In other words, “How can you be in pain?”
You #1 “look so good”; and,
#2 “can’t have pain if you are paralyzed”.
Not to forget, “Why are you smiling if you are in pain?” (Hint. We are trying to act like we still have some social skills).
“Significant” loss to many doctors is loss which THEY can detect. What the patient alone can detect is not worth the paper which it isn’t written down on. The patient’s perception is too often ignored. The person who cannot wear clothing knows full well things are really bad, but if the old MRI happens to turn up blank, the doctor’s eyes may glaze over as he performs a watch check, and communication essential for care become water under the bridge.
STOP. The significance of diseases is not determined by tests. It is determined by what it is doing in the patient. If your tests cannot measure something, that something is not going to get measured. What implement in the black bag measures pain? Your ears can measure it if you will give the patient a vocabulary with meaning to both of you.
It is rather more easy to measure partial motor loss. It can usually be seen. Sensory dysfunction is another matter. If you burn, big deal. Show me some flames. Put the conflagration where your mouth is.
Osler would roll over in his grave. Listen to us! Please. We hurt. We burn.

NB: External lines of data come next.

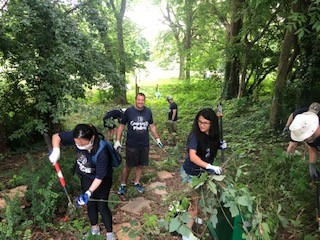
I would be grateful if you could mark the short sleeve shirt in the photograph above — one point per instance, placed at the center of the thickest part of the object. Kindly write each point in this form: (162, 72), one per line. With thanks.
(84, 164)
(137, 122)
(190, 167)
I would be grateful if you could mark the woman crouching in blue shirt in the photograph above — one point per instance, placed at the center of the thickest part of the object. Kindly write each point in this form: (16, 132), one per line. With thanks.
(96, 178)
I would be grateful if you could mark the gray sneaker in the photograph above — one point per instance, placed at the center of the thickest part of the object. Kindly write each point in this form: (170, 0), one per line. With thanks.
(93, 231)
(122, 190)
(111, 237)
(139, 188)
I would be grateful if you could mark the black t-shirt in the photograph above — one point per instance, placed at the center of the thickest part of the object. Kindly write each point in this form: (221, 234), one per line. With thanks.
(190, 167)
(137, 122)
(171, 107)
(84, 164)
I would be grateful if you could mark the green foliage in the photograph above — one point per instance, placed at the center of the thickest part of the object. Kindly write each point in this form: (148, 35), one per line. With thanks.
(15, 221)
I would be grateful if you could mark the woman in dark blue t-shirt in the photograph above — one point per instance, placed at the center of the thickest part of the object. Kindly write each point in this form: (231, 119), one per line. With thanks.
(96, 177)
(203, 144)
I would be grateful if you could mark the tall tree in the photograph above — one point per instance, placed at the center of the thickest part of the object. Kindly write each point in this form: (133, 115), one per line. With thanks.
(180, 16)
(46, 59)
(120, 88)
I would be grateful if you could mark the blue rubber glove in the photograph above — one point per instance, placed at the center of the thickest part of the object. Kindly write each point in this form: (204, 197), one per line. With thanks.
(214, 169)
(159, 143)
(223, 145)
(83, 199)
(314, 174)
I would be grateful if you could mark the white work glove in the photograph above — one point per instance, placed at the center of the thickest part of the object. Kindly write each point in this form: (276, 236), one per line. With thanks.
(223, 145)
(117, 145)
(159, 143)
(214, 169)
(54, 155)
(83, 199)
(314, 174)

We need your help, even if it is to inform us that no satisfactory treatment exists, especially then. For once, stop worrying about the H.M.O. monitor and remember why you went into medicine. We’re right in front of you. Blow us off and you become a businessman. Is that what you want?
CP is not black and white and that is just as hard for us as for you. If we can deal with pain that doesn’t fit our prior experience with pain, you CAN deal with gray areas. You CAN handle incomplete cord injury. PLEASE.